1998. All get-out has broken loose. Charlie, my entrepreneur husband, has been involved in four ventures over the last couple of years - all with varying results: one flop, one hanging in there, one too-new-to-tell and one which looks like it has some legs. This is not a bad track record considering typical success rates with new businesses.

According to Fisher and Reuber (Statistics Canada, 2010), about 50% of businesses make it to the 5-year mark and according to research conducted by Bradley University and University of Tennessee (reported by Statistics Brain, 2014), by year 10, the failure rate is over 70%. So you see, Charlie’s approach was actually a great strategy on his part. The best entrepreneurs I know keep many irons in the fire, never just one. It’s a strategic way to beat the odds, which, they know are always stacked against them.

In the meantime, I am juggling three children: my 3-year-old toddler, my 2-year-old baby, and my recently-born PhD candidacy in the field of New Product Development at the John Molson School of Business, Concordia University. School runs from 9-5. This is followed by the 5-9 shift at home which begins with the ‘nanny pass-off play’; a smoothly executed shunt of both kids into my arms, as I take on the evening shift.

With Scott still in my arms, I would quickly reach for a wine glass. While I had just spent my day working on my PhD (which took 9 years to complete), my real work only started when I got home each night. I had to find time to whip up dinner, try to study a bit while attempting to feed and bathe the kids, find clean pj’s (on good nights), briefly wish Charlie could come home from work earlier and then fall into bed.

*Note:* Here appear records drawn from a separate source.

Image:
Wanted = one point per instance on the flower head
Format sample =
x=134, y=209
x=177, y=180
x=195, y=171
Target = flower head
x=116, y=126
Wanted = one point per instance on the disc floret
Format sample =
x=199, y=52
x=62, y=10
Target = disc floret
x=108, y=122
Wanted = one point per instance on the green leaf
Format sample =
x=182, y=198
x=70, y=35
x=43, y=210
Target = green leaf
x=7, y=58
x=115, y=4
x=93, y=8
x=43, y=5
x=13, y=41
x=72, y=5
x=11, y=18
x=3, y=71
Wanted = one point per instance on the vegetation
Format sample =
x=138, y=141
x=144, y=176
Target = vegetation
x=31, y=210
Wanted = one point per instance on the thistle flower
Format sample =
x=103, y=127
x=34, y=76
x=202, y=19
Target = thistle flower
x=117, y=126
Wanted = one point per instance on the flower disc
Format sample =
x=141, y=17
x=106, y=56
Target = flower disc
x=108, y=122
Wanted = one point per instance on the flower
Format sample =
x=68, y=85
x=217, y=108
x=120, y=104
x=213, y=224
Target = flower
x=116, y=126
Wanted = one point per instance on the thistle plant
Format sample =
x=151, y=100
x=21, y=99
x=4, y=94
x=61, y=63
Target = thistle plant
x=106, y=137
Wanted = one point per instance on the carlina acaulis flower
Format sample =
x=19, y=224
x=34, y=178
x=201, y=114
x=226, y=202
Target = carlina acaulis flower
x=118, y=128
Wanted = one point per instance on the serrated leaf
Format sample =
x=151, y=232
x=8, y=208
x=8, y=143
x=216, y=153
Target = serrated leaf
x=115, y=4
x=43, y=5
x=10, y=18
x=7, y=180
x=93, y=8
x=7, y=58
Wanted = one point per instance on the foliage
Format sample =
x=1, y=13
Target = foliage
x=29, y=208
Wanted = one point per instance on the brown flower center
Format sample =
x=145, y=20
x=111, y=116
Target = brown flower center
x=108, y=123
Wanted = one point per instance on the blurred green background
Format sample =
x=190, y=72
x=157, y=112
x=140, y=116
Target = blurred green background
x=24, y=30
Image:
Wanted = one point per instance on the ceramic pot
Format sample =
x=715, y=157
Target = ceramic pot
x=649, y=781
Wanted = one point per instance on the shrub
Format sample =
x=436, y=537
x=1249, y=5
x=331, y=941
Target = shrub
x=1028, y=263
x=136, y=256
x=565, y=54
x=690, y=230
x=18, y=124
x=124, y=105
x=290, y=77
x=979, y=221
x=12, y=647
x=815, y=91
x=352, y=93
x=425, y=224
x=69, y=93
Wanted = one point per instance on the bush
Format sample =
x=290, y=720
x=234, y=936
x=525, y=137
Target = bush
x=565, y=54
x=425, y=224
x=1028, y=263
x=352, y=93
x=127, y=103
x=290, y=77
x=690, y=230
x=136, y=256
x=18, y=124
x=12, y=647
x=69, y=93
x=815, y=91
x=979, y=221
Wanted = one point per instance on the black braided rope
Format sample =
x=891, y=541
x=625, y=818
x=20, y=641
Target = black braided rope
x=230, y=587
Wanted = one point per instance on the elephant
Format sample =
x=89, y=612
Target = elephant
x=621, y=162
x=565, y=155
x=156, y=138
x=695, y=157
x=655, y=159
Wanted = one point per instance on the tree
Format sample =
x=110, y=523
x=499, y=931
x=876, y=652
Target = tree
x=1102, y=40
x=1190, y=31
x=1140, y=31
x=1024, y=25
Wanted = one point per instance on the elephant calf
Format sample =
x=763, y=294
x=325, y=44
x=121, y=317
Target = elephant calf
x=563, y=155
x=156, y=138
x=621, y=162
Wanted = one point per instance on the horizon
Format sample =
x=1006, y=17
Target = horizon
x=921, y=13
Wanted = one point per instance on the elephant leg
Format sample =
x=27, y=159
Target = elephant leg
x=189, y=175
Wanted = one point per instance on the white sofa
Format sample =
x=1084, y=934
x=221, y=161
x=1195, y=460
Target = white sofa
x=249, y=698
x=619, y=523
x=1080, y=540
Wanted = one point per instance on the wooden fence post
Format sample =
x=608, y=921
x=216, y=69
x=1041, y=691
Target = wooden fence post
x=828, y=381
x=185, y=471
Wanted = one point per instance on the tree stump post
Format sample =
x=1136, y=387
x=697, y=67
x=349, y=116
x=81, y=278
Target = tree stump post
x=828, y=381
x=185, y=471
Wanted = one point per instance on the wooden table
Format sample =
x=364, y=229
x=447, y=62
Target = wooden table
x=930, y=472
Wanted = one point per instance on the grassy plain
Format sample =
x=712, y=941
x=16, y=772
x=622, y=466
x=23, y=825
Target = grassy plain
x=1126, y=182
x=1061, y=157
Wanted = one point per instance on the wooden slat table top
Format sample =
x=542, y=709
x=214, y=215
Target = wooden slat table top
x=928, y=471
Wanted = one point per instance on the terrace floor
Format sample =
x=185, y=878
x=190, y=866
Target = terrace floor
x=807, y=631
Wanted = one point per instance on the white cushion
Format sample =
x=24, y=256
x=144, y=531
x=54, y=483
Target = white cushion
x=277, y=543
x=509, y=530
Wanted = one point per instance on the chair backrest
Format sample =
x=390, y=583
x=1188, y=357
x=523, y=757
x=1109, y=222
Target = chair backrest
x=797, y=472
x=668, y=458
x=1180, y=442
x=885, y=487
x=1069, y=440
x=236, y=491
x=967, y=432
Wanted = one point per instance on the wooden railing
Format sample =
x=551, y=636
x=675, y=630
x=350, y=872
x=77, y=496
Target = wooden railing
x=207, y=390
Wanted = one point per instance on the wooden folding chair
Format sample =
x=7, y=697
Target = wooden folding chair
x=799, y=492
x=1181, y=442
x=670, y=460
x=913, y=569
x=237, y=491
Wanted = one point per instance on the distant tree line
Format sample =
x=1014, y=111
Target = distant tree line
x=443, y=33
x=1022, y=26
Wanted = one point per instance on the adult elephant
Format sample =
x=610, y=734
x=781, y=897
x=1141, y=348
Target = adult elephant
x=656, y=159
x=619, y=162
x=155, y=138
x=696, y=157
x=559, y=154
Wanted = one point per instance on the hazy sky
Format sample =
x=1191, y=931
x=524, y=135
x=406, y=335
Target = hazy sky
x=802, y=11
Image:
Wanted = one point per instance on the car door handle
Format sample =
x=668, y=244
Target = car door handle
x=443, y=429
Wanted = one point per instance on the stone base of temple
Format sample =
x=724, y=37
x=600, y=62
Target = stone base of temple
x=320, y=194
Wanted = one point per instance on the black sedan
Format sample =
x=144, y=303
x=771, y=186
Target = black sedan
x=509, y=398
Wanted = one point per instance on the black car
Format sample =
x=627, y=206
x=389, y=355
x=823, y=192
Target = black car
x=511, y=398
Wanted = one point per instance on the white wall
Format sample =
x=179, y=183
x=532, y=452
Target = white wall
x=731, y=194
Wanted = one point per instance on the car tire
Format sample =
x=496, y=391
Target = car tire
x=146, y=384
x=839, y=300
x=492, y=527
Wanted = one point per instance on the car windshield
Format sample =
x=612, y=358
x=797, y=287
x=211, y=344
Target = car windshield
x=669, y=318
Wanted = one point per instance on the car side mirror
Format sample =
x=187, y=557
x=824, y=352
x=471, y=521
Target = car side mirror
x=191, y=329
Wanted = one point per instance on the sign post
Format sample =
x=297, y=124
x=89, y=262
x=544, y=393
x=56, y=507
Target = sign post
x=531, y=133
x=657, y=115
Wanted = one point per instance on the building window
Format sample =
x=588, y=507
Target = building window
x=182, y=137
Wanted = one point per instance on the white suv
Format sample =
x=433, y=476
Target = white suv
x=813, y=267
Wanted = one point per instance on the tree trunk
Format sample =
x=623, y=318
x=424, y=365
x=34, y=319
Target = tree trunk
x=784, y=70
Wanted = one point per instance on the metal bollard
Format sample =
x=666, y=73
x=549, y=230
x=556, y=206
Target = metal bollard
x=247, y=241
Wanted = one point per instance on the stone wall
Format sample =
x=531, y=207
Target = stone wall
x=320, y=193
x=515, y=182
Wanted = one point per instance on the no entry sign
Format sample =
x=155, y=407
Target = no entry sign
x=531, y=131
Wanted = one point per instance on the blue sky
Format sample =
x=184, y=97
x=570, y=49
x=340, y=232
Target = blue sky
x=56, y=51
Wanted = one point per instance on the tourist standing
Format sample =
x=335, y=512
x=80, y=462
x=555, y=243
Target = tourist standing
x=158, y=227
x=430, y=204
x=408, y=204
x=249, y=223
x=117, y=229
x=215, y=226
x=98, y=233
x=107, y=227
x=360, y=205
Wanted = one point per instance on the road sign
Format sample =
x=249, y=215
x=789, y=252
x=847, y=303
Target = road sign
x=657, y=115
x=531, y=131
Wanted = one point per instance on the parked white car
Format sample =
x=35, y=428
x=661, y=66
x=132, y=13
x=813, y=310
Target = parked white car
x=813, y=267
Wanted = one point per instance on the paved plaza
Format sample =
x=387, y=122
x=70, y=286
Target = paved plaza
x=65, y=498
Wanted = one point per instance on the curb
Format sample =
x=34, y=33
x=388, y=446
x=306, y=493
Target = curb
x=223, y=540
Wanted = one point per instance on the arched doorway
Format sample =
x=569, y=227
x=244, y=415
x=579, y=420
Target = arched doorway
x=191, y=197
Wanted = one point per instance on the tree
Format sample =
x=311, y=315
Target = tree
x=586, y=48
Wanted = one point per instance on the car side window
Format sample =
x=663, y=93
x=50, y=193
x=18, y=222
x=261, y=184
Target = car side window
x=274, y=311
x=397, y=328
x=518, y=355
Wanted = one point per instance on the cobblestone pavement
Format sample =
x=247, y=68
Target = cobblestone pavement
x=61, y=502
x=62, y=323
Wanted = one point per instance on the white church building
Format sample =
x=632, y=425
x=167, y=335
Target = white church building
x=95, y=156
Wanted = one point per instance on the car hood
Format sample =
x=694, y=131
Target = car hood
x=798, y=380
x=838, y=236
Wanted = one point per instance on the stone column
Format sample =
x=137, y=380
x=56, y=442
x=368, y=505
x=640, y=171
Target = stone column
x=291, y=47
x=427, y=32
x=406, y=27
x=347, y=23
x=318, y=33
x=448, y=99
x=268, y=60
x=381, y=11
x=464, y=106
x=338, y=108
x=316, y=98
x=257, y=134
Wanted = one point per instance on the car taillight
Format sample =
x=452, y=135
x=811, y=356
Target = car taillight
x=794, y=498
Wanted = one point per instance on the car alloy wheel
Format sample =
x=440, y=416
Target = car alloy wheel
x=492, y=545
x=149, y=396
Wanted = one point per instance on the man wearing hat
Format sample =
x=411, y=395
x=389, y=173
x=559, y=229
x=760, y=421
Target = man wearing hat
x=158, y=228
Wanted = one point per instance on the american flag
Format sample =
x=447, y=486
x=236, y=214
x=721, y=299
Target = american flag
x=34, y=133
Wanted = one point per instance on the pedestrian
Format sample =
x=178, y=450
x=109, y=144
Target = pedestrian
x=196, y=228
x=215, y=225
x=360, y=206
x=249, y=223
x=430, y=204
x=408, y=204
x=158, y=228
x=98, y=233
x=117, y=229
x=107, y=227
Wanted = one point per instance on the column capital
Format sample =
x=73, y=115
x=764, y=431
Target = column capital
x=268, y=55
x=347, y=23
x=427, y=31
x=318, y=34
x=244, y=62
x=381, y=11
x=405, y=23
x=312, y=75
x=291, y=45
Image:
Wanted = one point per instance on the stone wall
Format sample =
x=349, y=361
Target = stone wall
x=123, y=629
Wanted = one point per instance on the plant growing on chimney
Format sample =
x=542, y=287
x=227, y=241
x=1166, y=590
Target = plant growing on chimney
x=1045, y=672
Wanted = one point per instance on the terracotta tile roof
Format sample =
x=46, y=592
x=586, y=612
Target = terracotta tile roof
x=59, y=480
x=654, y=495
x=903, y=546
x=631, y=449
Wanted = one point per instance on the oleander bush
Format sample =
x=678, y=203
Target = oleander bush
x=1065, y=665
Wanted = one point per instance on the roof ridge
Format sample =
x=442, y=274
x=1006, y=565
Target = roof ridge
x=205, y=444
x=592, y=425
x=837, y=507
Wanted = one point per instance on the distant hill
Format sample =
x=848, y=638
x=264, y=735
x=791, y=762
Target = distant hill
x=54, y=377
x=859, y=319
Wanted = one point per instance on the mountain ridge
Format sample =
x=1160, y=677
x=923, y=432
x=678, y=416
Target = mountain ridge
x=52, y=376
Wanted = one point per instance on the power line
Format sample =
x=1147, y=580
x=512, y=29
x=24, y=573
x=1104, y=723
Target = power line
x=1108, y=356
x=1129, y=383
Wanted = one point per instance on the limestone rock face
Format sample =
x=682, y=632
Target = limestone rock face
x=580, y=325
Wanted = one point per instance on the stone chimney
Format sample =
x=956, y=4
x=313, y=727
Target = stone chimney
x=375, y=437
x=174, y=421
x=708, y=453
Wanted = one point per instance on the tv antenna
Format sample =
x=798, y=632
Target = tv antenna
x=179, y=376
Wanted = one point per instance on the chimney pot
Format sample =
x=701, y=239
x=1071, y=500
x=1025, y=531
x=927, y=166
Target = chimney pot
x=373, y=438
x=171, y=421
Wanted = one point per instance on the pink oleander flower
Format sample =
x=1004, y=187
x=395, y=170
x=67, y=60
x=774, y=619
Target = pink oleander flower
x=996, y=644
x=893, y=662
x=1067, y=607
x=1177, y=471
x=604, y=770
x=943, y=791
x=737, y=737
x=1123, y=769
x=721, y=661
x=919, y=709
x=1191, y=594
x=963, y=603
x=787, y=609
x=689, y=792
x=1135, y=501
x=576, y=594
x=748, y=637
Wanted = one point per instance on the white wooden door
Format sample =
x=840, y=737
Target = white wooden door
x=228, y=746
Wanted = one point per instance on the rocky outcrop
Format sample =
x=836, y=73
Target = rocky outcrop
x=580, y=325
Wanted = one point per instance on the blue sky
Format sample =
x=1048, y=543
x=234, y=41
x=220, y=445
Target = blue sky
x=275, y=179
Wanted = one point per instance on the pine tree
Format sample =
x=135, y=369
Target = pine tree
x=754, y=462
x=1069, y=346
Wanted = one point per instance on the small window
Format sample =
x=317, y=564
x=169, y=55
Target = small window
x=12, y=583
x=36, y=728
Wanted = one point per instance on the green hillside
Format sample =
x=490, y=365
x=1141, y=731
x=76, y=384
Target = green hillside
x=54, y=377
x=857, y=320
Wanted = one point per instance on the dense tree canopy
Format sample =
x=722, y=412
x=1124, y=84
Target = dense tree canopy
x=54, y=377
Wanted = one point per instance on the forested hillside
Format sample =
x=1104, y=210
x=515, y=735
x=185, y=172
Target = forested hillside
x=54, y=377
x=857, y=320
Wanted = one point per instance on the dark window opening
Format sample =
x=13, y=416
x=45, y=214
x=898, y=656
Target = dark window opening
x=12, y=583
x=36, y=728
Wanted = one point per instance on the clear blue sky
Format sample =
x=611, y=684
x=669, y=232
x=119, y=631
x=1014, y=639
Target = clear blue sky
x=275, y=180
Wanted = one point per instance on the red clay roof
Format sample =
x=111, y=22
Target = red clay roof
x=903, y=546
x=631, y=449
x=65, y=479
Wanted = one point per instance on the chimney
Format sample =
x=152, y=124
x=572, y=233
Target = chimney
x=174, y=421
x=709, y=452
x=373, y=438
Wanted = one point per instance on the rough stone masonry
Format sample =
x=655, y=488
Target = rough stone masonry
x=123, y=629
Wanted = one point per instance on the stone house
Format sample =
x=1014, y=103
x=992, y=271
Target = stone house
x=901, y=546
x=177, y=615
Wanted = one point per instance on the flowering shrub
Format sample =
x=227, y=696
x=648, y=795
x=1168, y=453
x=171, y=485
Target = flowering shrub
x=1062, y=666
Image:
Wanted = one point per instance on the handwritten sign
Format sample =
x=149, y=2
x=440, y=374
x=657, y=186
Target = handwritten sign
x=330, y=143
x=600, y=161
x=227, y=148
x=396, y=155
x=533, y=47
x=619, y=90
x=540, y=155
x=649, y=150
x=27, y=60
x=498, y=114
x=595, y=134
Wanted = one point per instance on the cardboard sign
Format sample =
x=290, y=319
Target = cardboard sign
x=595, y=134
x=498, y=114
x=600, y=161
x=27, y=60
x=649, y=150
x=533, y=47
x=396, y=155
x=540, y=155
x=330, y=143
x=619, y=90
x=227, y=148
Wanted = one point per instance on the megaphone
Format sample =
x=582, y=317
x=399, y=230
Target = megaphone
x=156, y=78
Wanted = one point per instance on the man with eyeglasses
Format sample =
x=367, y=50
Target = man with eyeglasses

While Scott was still very dependent, Haley was thankfully pretty self-reliant for a 3-year old. She was my number one helper, diaper-finder, sous-chef and wine-bottle-getter; not necessarily in that order. In a world of disorganization and chaos, she helped bring a little order to my life; something I was craving desperately.

I was always the type to plan vacations a year in advance, while Charlie would pack his bags on a whim and go online for the best deal before heading to the airport. These two vastly divergent personality styles have probably been the greatest source of frustration between us over the years. It has also been incredibly important to keeping our business successfully on track though and I believe we make a good team because of it: one constantly pushing out in new directions and the other carefully organizing the clean-up crew. Or, as I told an MBA class at a speech at McGill – Charlie is the gas and I’m the brakes.

And so, with all of the demands of Charlie’s entrepreneurial life, my PhD and related teaching and research became a safe haven for me; it became a counter-lever against the natural tendency of all of the household and secretarial tasks falling in my lap. I used to jokingly say TGIM (Thank God it’s Monday) because it meant I could go to school and turn all of the entrepreneurial reality off for a little while; in other words, I could put the voice mail on at home and not have to deal with everything and everyone on the spot all the time. It also helped to ease the constant state of worry which was the natural outcome of being married to an entrepreneur. The long-run upside also meant that eventually we would be able to rely on a stable source of low-risk income.

My intuition was also telling me that Charlie’s business involvements at the time were about to run their course and the natural entrepreneurial cycle was about to kick start again – I didn’t know exactly when or how this would happen; but, I was doing whatever I could do to feather the nest and prepare for this next birth.